My wife and I have a great relationship. It’s just she gets snappy sometimes and frustrated too easily.

It’s not really a big deal, but I am trying to understand the root cause of this. I know sometimes they have mood swings (my wife told me this). Could this be the reason? I have noticed this with my mother in law and my sister as well. Or is this literally just my wife being snappy and nothing to do with her gender?

I want to mention that she recognizes she is snappy sometimes, and apologizes pretty soon after.

I have just found guys to be in general more chill and easy going so was wondering if anyone found their partner is often snappy and frustrated

20 comments
  1. Often they hate when their men seem dopey. Women hate repeating themselves. They lash out out of frustration because you should already know better, and they especially hate being asked why they’re pissed off because the entire reason they’re pissed off to begin with is because you didn’t know why in the first place!

    Some women also like to sharpen their claws against their man. They’ll take it out on you and expect you to know how to let them. Don’t let it bother you. Be a ‘man’, as they say.

    But she better be the kind of girl that makes your life worth living once she’s out of her funk. Don’t be a bitch, boys.

  2. My girlfriend is like this. It’s honestly almost brought our relationship to an end. Might still…

    My girlfriend has a few issues. She has severe anxiety which I think is the main source. Her childhood was a bit wild. I honestly think she on the spectrum a bit too. She has no idea what her tone sounds like. Because we’ll talk about it after, and she’ll act like there was no malice behind her words. We’ve had a talk and she’s said she’s going to therapy and trying new things, but idk. Wish me luck

    Anyways to answer your question I think it’s stress and anxiety mostly, and not understanding how to deal with and communicate that properly so it leads to snaps.

    Don’t let her walk on you. Stick up for yourself if it’s justified.

  3. Often it’s underlying stress from other stuff bubbling out in all the wrong places.

    Though birth control seriously fucks with some women, not sure if that applies here.

  4. Im just here for the comments that’ll immediately blame the men sharing their responses lol

    * OP simply just existing and breathing *

    Wife/girlfriend: “CAN YOU NOT!”

    Redditors: “Just dont do whatever it is your doing and you wont have to deal with it”

    OP: * ceases to exist *

  5. I was like this in my marriage, and I’m fairly certain it was caused by my ADHD. Part of that disorder is the part of your brain that kind of regulates emotions just lets them through, so it’s very easy to get upset about little things and when the moment has passed you feel regretful and ashamed by your making a mountain out of a molehill.

  6. Lol I remember once I was eating and my girlfriend at the time in that moment just COULDN’T DEAL WITH THE SOUND OF ME CHEWING. Despite me trying my best to not make any chewing sounds.

    So much so that I was forced to go and eat outside in the rain (it was a studio apartment so the only place where she wouldn’t hear my chewing was outside)

    I was younger then, and didn’t know when I was crossing a line by telling someone to fuck right off.

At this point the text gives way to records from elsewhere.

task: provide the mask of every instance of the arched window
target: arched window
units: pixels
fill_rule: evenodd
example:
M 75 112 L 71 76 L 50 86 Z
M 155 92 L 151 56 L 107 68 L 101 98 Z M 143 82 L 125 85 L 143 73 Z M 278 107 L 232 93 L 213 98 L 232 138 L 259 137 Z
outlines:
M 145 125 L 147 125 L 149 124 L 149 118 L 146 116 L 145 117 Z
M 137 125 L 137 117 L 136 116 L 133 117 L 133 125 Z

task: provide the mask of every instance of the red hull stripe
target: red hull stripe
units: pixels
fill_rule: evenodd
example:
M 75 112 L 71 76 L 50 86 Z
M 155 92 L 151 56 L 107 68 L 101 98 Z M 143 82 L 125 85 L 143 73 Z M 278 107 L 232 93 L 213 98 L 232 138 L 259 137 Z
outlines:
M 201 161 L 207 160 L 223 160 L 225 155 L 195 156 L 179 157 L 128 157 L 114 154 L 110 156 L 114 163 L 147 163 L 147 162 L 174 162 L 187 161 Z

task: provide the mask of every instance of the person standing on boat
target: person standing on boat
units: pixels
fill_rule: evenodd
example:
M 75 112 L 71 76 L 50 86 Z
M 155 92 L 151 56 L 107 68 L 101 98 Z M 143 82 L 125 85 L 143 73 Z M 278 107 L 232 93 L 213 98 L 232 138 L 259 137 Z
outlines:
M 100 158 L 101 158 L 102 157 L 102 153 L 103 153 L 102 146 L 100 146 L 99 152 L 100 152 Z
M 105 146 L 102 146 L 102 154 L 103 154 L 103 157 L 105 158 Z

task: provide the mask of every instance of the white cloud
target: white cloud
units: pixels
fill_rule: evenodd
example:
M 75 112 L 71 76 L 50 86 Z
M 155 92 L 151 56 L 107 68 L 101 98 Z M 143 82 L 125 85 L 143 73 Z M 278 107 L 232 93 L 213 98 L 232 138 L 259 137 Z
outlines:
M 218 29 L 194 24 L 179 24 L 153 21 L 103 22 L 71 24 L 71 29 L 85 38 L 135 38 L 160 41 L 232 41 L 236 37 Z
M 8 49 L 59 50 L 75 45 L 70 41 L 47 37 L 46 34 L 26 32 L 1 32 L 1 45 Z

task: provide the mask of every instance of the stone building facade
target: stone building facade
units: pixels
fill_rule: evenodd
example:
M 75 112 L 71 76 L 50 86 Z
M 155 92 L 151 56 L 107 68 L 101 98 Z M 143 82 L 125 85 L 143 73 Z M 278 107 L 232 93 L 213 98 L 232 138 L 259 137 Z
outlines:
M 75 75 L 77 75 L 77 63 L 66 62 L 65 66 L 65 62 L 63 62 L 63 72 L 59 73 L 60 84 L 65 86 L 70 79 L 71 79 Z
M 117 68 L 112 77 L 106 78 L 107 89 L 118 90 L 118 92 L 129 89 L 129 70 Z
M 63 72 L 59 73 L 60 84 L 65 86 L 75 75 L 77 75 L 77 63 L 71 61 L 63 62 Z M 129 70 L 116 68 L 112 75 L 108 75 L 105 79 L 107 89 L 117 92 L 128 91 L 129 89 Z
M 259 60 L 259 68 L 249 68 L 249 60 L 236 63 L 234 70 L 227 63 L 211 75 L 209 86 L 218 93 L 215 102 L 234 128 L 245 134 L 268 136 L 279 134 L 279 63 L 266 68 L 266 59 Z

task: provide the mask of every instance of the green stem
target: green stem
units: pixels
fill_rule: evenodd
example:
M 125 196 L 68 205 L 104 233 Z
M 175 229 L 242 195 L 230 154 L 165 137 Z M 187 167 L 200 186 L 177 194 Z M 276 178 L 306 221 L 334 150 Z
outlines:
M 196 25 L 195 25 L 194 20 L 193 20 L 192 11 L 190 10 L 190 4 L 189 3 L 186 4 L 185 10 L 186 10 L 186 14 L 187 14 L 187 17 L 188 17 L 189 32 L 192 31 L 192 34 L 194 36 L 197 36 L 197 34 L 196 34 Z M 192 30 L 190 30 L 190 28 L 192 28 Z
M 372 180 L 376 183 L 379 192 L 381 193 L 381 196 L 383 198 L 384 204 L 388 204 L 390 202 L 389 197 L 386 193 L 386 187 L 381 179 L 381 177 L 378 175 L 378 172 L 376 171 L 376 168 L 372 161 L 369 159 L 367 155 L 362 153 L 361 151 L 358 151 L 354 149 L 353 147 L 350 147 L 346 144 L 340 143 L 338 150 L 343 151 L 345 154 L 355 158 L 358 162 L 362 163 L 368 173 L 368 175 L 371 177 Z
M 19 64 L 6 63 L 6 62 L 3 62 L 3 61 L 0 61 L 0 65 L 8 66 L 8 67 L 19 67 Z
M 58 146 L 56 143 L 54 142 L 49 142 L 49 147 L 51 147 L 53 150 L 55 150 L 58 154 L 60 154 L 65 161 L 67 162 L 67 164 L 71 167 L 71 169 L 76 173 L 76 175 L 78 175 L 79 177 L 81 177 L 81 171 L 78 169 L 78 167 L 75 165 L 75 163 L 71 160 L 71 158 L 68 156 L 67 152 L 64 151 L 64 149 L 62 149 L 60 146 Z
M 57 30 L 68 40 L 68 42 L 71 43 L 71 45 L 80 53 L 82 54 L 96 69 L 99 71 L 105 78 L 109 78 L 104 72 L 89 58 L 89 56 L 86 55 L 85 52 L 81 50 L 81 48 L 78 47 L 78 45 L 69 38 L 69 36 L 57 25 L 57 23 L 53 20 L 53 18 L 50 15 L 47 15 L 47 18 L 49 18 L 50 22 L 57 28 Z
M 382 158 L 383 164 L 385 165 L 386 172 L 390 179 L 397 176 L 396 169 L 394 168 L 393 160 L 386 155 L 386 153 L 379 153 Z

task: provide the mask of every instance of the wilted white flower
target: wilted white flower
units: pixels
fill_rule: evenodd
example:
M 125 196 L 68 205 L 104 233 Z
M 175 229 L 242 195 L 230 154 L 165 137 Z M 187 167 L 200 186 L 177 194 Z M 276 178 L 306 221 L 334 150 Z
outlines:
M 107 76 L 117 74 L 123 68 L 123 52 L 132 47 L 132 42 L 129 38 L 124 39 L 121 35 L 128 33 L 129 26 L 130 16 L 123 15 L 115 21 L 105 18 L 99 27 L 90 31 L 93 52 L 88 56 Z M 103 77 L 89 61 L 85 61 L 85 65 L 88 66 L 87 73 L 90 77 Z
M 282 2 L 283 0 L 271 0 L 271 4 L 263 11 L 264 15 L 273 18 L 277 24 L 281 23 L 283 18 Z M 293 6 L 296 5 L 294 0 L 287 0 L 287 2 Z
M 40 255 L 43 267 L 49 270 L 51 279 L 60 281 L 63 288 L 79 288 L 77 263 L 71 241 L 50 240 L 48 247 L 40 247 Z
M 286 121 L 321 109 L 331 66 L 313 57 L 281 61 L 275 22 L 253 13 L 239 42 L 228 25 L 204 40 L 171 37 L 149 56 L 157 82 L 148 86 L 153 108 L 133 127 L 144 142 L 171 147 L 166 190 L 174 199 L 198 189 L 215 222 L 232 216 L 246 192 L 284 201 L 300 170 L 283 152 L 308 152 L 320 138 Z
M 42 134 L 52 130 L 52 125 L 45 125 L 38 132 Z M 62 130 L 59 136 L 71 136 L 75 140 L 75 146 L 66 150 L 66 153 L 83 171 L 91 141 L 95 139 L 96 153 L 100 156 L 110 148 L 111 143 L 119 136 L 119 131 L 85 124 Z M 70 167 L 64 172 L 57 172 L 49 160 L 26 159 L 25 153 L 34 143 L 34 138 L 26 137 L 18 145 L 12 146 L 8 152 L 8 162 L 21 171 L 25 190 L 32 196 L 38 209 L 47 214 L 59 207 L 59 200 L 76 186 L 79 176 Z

    But yes my experience with many women has been that every now and then they just get furious. But not all women! Most of them have been lovely.

    I actually think it’s just a person to person thing tbh. There are guys out there who are massive dickheads for no reason too.

  7. Depends on the woman but remember that women have hormones and periods… pretty much all women get snappy from time to time.

  8. My ex was like this. She would get moody and I would stop responding to her. It always worked. Unfortunately we broke up for a unrelated reason but I stand by that method

  9. If it bothers you it’s not ok. Setting boundaries on how you want to be treated is reasonable. My husband has similar behavior and we are working on it as it seems to be an anger management issue at the core. He’s better now but I do remind him of it when it happens. Much less often thankfully.

  10. It was her taking her anxiety out on her surroundings or anyone who happened to be near. Brought it up several times and talked about it but in hindsight therapy would have been the best option. One the biggest reasons I ended up leaving

  11. It’s like hell every month, one week before PMS.

    My opinion is go on attack mode before she starts. Alternatively, cut all communication or contact immediately until she’s ready to invite you back.